Did I Like It: And one that really puts into sharp relief just how stupid an undertaking Michael Bay’s Pearl Harbor (2001) really was. The film might be a bit weighed down by the trappings of a Hollywood product of the era, but any film that tracks in the inevitability of a looming historical event and still manages to milk tension out of that dread is worth a look. Even in the film’s climactic act, the production does not cheap out on the scope of the attack. There’s a little bit of stock footage—and it works well enough—implemented, but there’s more than enough Zeroes actually being shot from the sky to make it all credible as if it was actually taking place in December of 1941.
People might get bent out of shape about Lancaster or Clift not winning the Best Actor Oscar that year, but I think this is another example of a great film clearing the big awards only for its best elements. The two leading men may be wielding the most dynamic acting craft then available for the screen, but they are fundamentally just accomplishing the pedestrian task of being romantic leading men.

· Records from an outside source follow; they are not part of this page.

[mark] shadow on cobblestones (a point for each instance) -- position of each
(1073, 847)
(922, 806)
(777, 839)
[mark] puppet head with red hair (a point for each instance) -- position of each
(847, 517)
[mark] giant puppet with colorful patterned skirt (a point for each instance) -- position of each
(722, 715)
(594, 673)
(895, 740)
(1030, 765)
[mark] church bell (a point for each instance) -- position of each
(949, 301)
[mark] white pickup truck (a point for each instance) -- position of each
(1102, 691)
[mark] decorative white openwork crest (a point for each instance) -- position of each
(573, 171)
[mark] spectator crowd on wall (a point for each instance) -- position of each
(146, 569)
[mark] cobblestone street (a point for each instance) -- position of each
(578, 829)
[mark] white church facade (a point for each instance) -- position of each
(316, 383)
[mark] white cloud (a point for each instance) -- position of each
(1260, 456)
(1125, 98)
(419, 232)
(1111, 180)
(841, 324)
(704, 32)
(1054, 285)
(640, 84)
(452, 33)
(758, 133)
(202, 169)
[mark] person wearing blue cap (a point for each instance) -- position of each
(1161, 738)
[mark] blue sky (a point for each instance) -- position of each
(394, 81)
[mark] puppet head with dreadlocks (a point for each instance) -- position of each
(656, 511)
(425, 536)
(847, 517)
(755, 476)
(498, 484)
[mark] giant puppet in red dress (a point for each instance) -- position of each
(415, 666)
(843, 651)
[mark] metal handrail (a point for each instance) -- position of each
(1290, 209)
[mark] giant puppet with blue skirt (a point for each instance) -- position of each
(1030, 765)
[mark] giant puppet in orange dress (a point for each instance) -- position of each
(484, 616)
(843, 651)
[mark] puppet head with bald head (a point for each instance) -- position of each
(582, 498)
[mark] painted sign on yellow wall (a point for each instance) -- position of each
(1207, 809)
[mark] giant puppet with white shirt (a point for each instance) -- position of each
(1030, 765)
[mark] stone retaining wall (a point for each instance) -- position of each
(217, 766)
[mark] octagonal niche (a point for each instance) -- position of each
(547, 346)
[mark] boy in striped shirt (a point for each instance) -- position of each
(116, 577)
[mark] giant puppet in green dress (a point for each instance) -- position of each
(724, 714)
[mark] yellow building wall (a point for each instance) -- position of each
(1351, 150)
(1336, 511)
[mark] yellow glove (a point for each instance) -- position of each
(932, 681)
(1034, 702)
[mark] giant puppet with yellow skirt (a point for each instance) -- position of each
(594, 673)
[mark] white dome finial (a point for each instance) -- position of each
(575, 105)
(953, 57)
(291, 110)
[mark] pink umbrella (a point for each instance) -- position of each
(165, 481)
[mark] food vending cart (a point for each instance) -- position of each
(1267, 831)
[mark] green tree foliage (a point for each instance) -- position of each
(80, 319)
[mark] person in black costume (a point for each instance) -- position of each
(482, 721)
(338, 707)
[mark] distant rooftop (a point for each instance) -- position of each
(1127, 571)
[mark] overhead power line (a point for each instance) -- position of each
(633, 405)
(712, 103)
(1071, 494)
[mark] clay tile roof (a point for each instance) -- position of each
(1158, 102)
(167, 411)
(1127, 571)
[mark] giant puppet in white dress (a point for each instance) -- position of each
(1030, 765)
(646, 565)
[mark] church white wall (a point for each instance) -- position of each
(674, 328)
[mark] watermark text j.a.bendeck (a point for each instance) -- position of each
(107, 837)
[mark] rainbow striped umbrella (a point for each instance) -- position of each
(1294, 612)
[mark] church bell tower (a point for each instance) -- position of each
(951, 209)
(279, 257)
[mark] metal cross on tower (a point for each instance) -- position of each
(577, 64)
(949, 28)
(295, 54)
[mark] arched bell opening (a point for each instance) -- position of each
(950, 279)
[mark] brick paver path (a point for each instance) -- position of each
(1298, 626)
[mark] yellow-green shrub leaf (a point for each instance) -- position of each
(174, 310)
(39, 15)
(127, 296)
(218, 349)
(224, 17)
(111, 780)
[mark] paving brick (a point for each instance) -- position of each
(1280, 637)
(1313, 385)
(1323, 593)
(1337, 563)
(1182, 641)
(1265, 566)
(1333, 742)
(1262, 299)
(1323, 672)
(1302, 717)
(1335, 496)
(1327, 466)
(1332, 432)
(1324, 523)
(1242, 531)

One might even bring themselves—and apparently even the Chairman himself thought he was more deserving for later work—to say that Sinatra isn’t doing much more than being comic relief. But to watch a man whose entire iconic image is so far from a comedian thoroughly fight every instinct he must have is worthy of at least some hardware. The fact that nearly any time some one is singing in the film, he just stands there at the edge of the frame, likely seething at a bunch of amateurs taking the focus away from him only clinches the deal.